Discounts offered for unsold penthouses
SINGAPORE - For anyone with the cash and inclination to live in a penthouse, now might be the time to buy.
Several property developers are offering discounts on these swanky apartments - the cream of any condominium.
With the property market slowing, developers realise that the number of buyers for these spacious units, usually on the top floor, is limited.
And with fewer expatriates with big housing allowances, rental demand is weak too.
In recent weeks, listed local developer City Developments (CDL) has offered 5 per cent discounts on some of its unsold stock of completed penthouses.
These include a 3,584 sq ft unit at Shelford Suites in District 11, a 2,045 sq ft unit at Wilkie Studio in District 9 and three units ranging from 2,669 to 3,563 sq ft at The Glyndebourne in District 11. Prices of these units start from $2.9 million after the discount, said a CDL spokesman.
Another local developer, Hiap Hoe, is also dangling discounts at buyers for unsold penthouses at its completed projects.
At Skyline 360, a 28 per cent discount is being offered for four penthouse units, which translates to $9 million for a 3,929 sq ft unit, to $12.3 million for a 6,532 sq ft duplex penthouse.
The developer is also offering a 25 per cent discount on units at Signature at Lewis, which includes two four-bedroom penthouses ranging from 3,068 to 3,445 sq ft.

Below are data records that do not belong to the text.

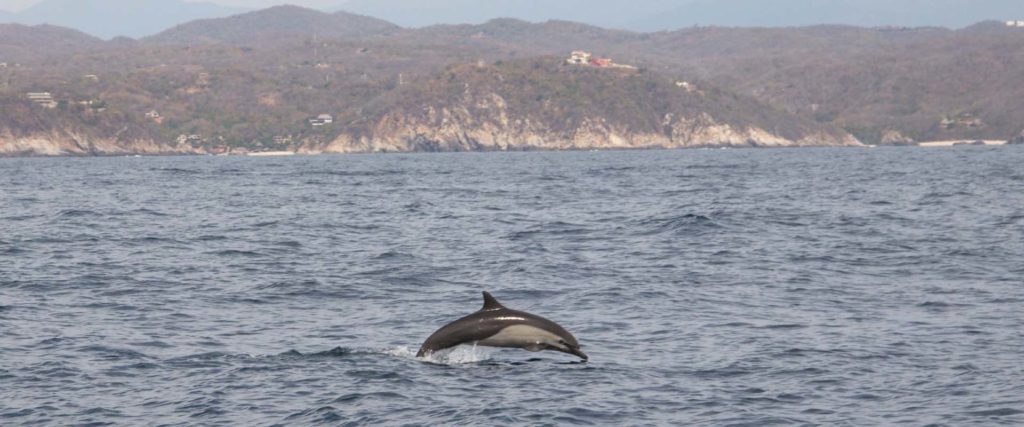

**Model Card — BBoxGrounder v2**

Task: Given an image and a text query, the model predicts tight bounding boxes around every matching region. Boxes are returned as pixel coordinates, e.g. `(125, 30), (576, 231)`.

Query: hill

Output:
(0, 7), (1024, 151)
(146, 6), (399, 44)
(0, 0), (245, 39)
(304, 57), (859, 152)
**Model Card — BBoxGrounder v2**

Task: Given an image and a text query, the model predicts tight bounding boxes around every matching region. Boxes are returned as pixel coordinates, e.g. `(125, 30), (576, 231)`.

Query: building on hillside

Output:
(145, 110), (164, 125)
(26, 92), (57, 109)
(565, 50), (638, 70)
(565, 50), (594, 66)
(309, 114), (334, 126)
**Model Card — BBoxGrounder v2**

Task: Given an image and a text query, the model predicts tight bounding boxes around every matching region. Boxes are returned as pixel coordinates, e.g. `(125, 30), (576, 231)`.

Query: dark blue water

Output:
(0, 146), (1024, 426)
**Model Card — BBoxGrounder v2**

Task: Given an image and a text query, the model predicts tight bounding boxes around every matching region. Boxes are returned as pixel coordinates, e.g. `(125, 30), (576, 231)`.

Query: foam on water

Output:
(407, 344), (490, 366)
(0, 146), (1024, 427)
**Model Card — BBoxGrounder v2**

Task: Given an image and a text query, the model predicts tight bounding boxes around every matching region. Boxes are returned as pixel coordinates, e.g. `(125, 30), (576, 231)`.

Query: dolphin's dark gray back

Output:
(417, 292), (580, 357)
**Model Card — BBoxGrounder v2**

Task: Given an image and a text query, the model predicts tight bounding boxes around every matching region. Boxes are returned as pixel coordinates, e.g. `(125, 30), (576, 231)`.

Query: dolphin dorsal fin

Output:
(481, 291), (505, 310)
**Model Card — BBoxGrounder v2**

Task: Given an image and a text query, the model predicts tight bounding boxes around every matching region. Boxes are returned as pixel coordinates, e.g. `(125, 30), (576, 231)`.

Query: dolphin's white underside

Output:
(477, 325), (564, 351)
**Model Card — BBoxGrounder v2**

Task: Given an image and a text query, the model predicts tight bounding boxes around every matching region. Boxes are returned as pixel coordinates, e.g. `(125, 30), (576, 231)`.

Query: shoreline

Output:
(918, 139), (1010, 148)
(0, 139), (1012, 159)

Marketing agents said prices for the penthouses are estimated to be between $4.6 million to $5.2 million, or $1,500 psf.
Experts say most buyers are priced out of this luxury segment by the far larger total selling prices of penthouses, compared with other units in a development.

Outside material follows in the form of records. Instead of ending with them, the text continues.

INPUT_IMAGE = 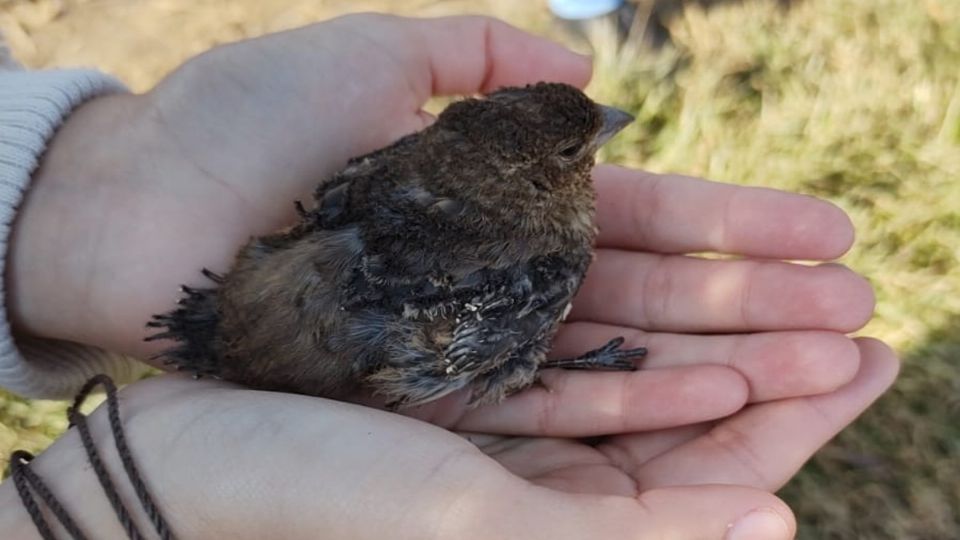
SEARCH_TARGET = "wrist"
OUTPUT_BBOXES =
[5,95,136,348]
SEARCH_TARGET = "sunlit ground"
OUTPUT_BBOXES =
[0,0,960,540]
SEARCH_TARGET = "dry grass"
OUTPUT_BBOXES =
[0,0,960,540]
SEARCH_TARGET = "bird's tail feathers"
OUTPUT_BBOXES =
[145,268,223,378]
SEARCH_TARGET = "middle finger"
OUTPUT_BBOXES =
[570,249,874,332]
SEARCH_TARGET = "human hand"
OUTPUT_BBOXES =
[3,12,889,516]
[7,15,590,356]
[8,10,884,399]
[0,348,896,540]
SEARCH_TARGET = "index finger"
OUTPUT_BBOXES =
[594,166,853,260]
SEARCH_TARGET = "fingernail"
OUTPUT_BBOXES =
[726,508,790,540]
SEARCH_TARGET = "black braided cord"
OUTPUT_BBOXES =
[10,374,174,540]
[67,374,173,540]
[10,450,87,540]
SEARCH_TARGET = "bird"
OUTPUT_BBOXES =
[146,82,647,409]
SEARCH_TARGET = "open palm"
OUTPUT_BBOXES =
[10,15,896,538]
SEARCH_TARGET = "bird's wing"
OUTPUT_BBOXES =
[436,255,586,375]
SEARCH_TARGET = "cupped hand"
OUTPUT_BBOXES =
[0,340,896,540]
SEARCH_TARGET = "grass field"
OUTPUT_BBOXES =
[0,0,960,540]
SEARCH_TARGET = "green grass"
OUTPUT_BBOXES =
[0,0,960,540]
[593,0,960,540]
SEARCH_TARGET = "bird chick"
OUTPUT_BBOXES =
[147,83,646,407]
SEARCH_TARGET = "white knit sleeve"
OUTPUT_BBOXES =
[0,69,145,398]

Developers charge a premium for the privacy that comes with living on the top floor, said SLP International executive director Nicholas Mak.
The higher price tags are also a result of penthouses with larger floor areas, such as those with large roof terraces, or two-storey penthouses - also known as duplex penthouses, he said.
R'ST Research director Ong Kah Seng estimates that prices of 99-year leasehold penthouses outside the central region range from about $850 to $1,200 psf.
Prices of freehold penthouses on the city fringes range from $1,400 to $1,800 psf.
Mr Mak said the rental market for penthouses is also small, as there are typically fewer tenants with the budget to rent one. For example, a 4,230 sq ft penthouse with four bedrooms at Amber Residences in District 15 can be rented for $10,800 a month.
And a 3,320 sq ft penthouse with five bedrooms at Martin Place Residences in cushy District 9 can fetch a monthly rental of $24,000.
Despite high prices, the limited supply of penthouses on the market balances the relatively weak rental demand, keeping annual rental yields stable at 3 to 3.5 per cent, experts said.
"While (penthouses) are a strong marketing feature for private residential projects, there are generally only a few in each project," added Mr Ong.
"There are also very few... resale penthouses for sale as most owners prefer to enjoy it themselves."
And unlike penthouses sold at executive condominiums, these units are not the first to go - but they are not necessarily the last either, experts noted.
Still, developers appear to believe discounts are necessary to move some of these unsold completed penthouses.
However, Mr Ong also noted that developers are not in a particular hurry to relinquish their unsold penthouses.
"They have already enjoyed profits from the sale of the remaining units at the development," he said.